Key Success Factors for the Project of Migrating to the Open Office Suite

The penetration and performance of free software is raising issues regarding its true capacities and, particularly, the desirability of choosing it. It is from this perspective that the Linux Migration Project was launched within the Sous-secrétariat à l'inforoute gouvernementale et aux resources informationnelles (SSIGRI). Its accompaniment by a team of researchers from CIRANO is intended to assess the risks and identify the conditions for success. The purpose of this report is to identify and assess the key success factors of this project.

Principal results

An analysis of the project's characteristics has enabled its specific features to be identified and the analytical tool to be adapted. From this approach, analysis of the key success factors has revealed that the pilot project substantially contributes to the reflection about migrating to free software. It demonstrates that, despite medium to high risk exposure, such a migration can be controlled. This is supported by considerable managerial ability and the reliability of the technology.

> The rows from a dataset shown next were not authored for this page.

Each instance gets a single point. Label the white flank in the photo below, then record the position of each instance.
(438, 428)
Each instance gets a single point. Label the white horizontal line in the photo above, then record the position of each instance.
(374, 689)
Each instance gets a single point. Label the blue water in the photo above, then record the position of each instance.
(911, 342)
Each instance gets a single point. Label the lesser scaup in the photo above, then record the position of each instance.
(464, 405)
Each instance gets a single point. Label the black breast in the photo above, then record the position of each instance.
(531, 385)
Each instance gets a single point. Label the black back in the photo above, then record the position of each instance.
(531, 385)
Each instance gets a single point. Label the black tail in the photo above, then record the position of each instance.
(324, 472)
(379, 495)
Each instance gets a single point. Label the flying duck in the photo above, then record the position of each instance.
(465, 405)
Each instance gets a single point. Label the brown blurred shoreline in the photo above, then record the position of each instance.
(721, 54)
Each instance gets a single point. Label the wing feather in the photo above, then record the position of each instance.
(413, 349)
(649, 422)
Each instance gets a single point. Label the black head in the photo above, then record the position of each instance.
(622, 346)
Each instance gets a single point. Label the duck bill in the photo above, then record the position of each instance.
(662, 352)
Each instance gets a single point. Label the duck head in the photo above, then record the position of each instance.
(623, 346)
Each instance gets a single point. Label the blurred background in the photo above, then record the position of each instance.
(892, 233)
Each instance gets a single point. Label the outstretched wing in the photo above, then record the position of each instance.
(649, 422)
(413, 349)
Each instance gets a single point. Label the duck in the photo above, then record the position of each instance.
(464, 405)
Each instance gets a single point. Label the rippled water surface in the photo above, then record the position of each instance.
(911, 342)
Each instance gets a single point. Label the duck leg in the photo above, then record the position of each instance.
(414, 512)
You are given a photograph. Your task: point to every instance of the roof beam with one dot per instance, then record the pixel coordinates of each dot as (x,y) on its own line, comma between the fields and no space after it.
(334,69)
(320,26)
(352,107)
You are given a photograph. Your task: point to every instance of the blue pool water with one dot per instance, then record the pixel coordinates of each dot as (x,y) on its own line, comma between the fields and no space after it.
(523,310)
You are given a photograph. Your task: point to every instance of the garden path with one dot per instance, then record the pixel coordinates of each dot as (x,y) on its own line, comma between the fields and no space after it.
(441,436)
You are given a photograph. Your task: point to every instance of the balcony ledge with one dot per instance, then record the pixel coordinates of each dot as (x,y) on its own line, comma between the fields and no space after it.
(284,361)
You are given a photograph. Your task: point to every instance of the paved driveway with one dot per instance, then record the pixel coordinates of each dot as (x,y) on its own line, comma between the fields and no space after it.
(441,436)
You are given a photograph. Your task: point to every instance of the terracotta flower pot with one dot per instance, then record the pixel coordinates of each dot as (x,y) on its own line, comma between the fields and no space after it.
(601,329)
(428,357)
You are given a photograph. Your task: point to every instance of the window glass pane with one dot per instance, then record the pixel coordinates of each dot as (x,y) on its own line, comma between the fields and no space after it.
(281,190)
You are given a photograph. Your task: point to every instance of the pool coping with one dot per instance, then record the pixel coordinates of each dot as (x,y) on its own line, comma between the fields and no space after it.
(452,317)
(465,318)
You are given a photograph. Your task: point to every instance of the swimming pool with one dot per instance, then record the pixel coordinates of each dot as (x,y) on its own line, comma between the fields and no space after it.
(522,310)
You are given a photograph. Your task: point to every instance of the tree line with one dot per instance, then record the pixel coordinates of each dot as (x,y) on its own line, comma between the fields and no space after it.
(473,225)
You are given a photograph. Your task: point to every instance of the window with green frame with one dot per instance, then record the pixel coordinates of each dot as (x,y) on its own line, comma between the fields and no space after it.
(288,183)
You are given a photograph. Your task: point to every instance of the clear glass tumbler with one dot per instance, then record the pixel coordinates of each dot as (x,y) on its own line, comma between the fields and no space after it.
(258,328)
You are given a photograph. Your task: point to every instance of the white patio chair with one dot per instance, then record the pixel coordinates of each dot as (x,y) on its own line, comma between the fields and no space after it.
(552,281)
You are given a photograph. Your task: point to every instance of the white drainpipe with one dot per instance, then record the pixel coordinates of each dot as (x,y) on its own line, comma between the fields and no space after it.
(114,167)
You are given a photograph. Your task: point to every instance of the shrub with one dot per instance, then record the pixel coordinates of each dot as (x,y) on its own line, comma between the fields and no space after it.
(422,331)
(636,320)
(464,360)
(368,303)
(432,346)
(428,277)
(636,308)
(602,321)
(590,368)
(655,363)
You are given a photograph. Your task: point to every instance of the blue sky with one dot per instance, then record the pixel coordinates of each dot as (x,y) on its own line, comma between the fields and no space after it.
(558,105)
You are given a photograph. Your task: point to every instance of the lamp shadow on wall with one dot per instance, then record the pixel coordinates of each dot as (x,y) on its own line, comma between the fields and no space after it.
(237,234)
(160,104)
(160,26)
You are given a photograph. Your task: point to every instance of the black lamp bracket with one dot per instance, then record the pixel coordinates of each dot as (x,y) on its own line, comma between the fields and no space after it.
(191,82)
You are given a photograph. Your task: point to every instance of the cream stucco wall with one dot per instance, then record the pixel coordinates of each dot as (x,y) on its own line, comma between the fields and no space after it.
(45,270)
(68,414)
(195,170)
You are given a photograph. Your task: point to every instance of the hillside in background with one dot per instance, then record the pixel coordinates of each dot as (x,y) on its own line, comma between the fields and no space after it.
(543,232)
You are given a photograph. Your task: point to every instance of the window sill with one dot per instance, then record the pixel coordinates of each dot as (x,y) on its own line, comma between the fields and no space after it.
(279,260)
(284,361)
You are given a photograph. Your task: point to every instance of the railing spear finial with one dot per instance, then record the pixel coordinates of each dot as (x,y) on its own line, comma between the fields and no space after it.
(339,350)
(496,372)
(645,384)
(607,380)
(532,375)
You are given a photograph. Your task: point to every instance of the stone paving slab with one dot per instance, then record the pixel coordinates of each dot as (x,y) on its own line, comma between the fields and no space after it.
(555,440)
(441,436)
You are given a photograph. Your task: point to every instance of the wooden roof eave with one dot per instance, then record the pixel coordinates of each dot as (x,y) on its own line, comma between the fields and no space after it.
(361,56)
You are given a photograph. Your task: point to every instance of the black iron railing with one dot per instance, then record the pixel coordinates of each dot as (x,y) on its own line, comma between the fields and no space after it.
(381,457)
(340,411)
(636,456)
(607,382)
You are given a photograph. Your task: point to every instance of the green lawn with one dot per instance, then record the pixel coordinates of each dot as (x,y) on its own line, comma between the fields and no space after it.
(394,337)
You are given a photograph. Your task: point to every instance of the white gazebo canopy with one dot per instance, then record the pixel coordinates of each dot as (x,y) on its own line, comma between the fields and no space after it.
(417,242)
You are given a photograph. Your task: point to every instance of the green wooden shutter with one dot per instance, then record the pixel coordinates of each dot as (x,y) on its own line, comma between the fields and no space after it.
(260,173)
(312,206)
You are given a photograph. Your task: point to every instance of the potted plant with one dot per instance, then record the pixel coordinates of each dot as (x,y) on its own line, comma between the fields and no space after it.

Finally, it draws attention to a major problem that arises in a migration context: the absence of a shared interoperability framework, as is seen in two out of three parameters. The assessment grid of the project's key success factors (Table 1, p. 6) allows the following to be ascertained:

  • The importance of the Risk Assessment and Monitoring factor during the software implementation process. Its estimated value of 3.7, in particular due to the absence of a common interoperability framework and the impossibility of remedying it within the context of the project, lowers the average of the Processes success factor, which is 4.8/7.
  • Managerial skills are high (6.2/7), and the values found for this factor's components are generally comparable.
  • Technology is assessed at 5.5/7; this parameter covers a contrasted reality:
    • The technology's intrinsic characteristics (independence with regard to software and publishers, cost controls, data continuity), assessed at 6.6/7, raise this ratio.
    • The technology's performance, assessed at 4.5/7, lowers this ratio. It implicates both the intrinsically high quality of the software tested, and problems due to the context of the pilot project—characterized, as it was, by the absence of a migration plan (choice of services/people to migrate) and to the absence of a common interoperability framework.